Single-Atom Saturation: A Fundamental Principle for Single-Atom-Site Catalyst Design

Single-atom alloys (SAAs), with twin advantages of alloys and single-atom catalysts, have emerged as an innovative class of electrocatalysts. This uniqueness is expected to achieve unattainable catalytic performance but simultaneously gives rise to the absence of guidelines for designing desired SAAs.

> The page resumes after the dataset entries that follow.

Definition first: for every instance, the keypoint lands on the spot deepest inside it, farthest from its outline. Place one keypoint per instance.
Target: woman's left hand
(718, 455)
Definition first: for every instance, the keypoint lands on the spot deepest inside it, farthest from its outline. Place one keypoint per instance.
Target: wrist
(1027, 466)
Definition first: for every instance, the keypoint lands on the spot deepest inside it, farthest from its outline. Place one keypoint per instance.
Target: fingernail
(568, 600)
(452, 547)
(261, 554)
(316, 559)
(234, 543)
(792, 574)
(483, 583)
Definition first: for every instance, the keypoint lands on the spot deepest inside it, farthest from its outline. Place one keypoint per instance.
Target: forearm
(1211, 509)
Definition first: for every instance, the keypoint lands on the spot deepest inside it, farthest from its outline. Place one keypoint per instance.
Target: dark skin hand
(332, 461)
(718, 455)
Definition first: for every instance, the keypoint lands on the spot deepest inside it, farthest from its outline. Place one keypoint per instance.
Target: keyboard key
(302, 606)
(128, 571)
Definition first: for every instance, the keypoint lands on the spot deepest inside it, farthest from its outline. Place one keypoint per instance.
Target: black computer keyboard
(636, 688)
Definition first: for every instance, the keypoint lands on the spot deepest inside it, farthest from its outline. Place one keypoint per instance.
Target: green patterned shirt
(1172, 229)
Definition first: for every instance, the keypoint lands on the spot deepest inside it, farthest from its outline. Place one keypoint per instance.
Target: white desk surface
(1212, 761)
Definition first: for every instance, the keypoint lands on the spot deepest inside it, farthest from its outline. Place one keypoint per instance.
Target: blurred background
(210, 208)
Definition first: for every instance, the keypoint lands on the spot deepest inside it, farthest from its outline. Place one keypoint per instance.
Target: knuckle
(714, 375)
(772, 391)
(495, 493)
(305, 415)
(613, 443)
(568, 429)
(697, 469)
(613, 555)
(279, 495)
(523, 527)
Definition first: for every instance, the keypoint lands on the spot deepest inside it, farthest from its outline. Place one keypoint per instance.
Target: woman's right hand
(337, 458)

Herein, we proposed a fundamental principle, single-atom saturation (S SA), to quantify the binding strength of different intermediates on SAAs, enabling the rapid and qualitative evaluation of the catalytic activity across various reactions. S SA is rationalized by combining the variation of electronic structure (d electron occupancy saturation) and geometrical structure (coordination saturation) of the single guest atom as well as the effect of the host atom type and the intermediate adsorption configuration. Based on the insights given by S SA, Pd1Cu(111), Ru1Cu(111), Ir1Ag(111), Pt1Ag(111), and Pt1Cu(111) are predicted to possess excellent activity for CO2 reduction, N2 reduction, O2 evolution, O2 reduction, and H2 evolution reactions, respectively, most of which are supported by reported experiments. Moreover, S SA is also applicable to nitrogen-doped graphene-supported single-atom catalysts (SACs) with ultrahigh accuracy. In general, single-atom saturation is a concise, interpretable, and universal descriptor that deciphers the structure-activity relation of SAAs across various reactions, where the insights revealed also offer a simple and fundamental principle for the design of excellent single-atom-site catalysts.